Most new cars produced in the past few years come with standard electronic power steering, but how is this shift from hydraulic to electronic steering affecting the heavy duty market? Today, we'll discuss the advantages of manufacturers making the switch and how fleets are accepting the change to EPS.
Why the Transition from Hydraulic to Electronic Power Steering?
For many years, hydraulic power steering was the standard system for steering assist for most vehicles on the road. With hydraulic steering, fluid moving through a belt-driven pump made steering easier and more comfortable for drivers -- especially in high-mileage heavy duty vehicles that also benefitted from the fuel efficiency and assist features. For decades, hydraulic steering was a great choice for regulating the amount of assist needed to accommodate steering effort at different speeds. However, not that long ago, electronic power steering emerged on the market and changed everything.
Since electronic power steering operates using sensors that transmit signals to a control module, and as the need for physical pumps, belts, and fluid was eliminated, so were many of the maintenance challenges associated with hydraulic steering systems. Issues with things like fluid pressure and quality, leakage from pumps and hoses, and wear and tear on mechanical parts that require constant service and repairs. When it comes to heavy duty vehicles and the high pressure and wear their parts go through on a daily basis, hydraulic steering comes with a lot of moving parts that require attention to maintain and fix.
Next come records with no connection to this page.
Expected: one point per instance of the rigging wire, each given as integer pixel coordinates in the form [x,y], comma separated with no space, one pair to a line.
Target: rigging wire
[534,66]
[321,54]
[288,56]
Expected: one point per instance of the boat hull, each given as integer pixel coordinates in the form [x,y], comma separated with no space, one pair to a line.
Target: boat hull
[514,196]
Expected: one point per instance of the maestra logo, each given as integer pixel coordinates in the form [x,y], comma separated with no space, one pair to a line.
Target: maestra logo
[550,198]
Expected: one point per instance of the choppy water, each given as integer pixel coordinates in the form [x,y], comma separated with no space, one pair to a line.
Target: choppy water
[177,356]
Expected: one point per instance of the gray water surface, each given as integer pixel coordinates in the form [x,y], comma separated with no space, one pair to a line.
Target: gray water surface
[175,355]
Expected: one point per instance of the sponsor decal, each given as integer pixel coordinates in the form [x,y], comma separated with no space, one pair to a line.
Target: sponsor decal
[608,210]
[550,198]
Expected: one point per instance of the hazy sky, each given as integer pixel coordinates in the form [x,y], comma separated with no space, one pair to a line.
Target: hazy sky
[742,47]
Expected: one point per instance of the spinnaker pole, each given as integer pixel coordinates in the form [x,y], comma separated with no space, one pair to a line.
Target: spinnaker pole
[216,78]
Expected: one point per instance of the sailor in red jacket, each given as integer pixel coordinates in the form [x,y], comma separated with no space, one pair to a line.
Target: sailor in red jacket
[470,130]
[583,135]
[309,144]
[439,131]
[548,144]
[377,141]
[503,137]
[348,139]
While electronic power steering comes with its own unique challenges in terms of calibration and programming, it makes a lot of sense to bring this technology to a segment that is constantly replacing worn out parts. However, there is still hesitation from fleet managers to adopt electronic steering.
EPS in the Heavy Duty Market
As EPS has become the standard in newly produced passenger and light-duty vehicles, more and more heavy duty EPS systems and kits, as well as hybrid solutions, have entered the market. Perhaps the most notable example is that ZF recently announced it's ReAx steering system would be available for heavy duty trucks after showing promise in the coach and bus segment. The ReAx system has been upgraded as EPS and assist technology advanced, and the sensor system can be attached to steering gears to boost hydraulic steering performance in a variety of ways.
However, considering the relative age of many heavy duty vehicles on the road, as well as the higher up-front costs to upgrade trucks or purchase new ones, the fleet industry has been somewhat slow to adopt the emerging electronic steering technology, despite its features and benefits. But as manufacturers continue to move forward with EPS development in the heavy duty sphere, motivated by the success of EPS in the lighter-duty market, it's generally expected for the shift from hydraulic to electronic steering to impact the heavy duty market in the coming years. So as your shop prepares to service more and more EPS systems, it's important to begin your preparations for the heavy duty variety sooner rather than later.